LLMs cannot learn in incrementally in real-time
Real AGI needs the ability to learn new knowledge and skills incrementally in real-time. Whether AGIs are employed as researchers, workers, personal assistants or some other function, a common requirement is that they are able to adapt to changing situations and requirements on the fly, and to do so autonomously.
Imagine an AGI researcher discussing an important, highly-referenced paper with someone and being informed that this paper has just been withdrawn. This single fact will immediately invalidate a number of assumptions and raise a number of questions. The AGI can only properly handle additional related information or instructions once it has reasoned through and integrated implications of this change. Its core model or knowledge representation must be updated in real-time.
Similarly, a human-level AGI worker or personal assistant must be able to properly react to important everyday news such as changed relationships, locations, products, business rules or laws, etc. The system needs to immediately think through implications to existing knowledge, values and priorities, and to proactively gather additional clarifying data.
AGIs must be able to work autonomously, knowing when and whom to ask for help or information.
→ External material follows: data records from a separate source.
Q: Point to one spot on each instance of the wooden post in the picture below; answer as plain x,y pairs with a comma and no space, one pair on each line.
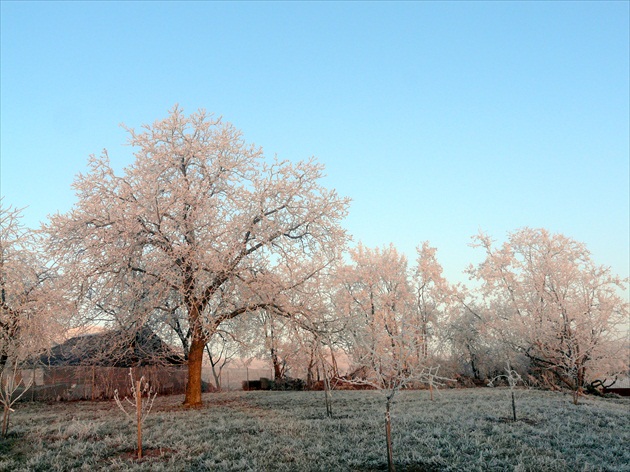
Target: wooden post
513,407
139,416
388,435
5,420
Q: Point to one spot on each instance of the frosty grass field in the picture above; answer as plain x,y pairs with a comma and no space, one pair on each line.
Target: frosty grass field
463,430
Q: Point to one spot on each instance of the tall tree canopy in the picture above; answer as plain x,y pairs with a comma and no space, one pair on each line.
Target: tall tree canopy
551,302
201,228
30,303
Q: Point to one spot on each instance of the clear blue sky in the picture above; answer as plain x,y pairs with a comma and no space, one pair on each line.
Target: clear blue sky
437,119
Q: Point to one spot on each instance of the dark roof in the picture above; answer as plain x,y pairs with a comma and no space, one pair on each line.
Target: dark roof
117,348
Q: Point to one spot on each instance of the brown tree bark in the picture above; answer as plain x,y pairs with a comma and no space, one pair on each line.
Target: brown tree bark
195,359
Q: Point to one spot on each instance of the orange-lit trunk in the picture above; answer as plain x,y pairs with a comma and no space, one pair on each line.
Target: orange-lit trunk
195,359
193,386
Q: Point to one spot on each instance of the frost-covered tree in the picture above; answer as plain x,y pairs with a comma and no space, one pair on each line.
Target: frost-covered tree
31,304
377,300
555,305
435,300
196,231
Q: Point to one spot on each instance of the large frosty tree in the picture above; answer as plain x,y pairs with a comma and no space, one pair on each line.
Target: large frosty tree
31,304
200,229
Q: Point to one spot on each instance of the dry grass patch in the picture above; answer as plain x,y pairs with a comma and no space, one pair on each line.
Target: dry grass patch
289,431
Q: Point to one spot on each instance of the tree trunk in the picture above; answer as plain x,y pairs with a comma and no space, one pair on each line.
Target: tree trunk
139,416
195,359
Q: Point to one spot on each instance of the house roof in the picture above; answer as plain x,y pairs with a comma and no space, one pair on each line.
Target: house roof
116,348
A core assumption is that there will not always be a human-in-the-loop to monitor and correct the system, or to prompt-engineer it until it gets it right!
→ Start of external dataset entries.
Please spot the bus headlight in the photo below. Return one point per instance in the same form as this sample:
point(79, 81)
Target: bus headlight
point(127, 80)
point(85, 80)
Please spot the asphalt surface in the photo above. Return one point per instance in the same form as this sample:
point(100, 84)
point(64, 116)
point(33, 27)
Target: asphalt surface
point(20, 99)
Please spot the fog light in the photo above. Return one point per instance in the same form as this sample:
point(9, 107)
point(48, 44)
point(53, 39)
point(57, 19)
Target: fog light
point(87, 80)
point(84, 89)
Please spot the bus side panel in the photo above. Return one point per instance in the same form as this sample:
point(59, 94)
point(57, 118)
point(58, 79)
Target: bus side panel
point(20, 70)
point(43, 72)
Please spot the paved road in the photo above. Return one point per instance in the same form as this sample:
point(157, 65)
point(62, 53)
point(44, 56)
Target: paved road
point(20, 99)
Another reason that real-time, incremental learning is so important is that many specific real-world tasks and problems are dynamic in nature, quite rare, novel, or unique and thus lack (sufficient) prior training data. We should expect AGIs to be able to learn instantly, incrementally with sparse data, just the way we can.
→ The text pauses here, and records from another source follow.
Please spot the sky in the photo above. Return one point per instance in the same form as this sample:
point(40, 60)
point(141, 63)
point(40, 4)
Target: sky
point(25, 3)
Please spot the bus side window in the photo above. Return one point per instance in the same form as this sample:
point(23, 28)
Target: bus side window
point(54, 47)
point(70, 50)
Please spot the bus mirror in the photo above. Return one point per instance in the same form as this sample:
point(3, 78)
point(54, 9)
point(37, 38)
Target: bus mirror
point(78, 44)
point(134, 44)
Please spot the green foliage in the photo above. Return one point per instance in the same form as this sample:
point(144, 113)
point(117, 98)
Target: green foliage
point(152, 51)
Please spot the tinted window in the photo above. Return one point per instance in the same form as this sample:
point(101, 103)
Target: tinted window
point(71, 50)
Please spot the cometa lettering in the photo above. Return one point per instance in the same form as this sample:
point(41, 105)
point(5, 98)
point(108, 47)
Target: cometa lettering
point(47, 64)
Aigo’s INSA (Integrated Neuro-Symbolic Architecture) facilitates Real-Time Incremental Autonomous Learning.
A recent whitepaper reviewed more than 200 research papers concerned with Incremental Learning in Large Language Models (LLMs). A notable finding was that not a single reference could be found of LLMs learning incrementally in real-time — all of them require batch updates. Furthermore, most of these approaches did not update the core model at all but rather manipulated only the input buffer, the output layer, or an external database or RAG.
Clearly, an advanced dependable AI agent must be able to adjust its core knowledge in real time with limited input. We certainly expect this of human workers.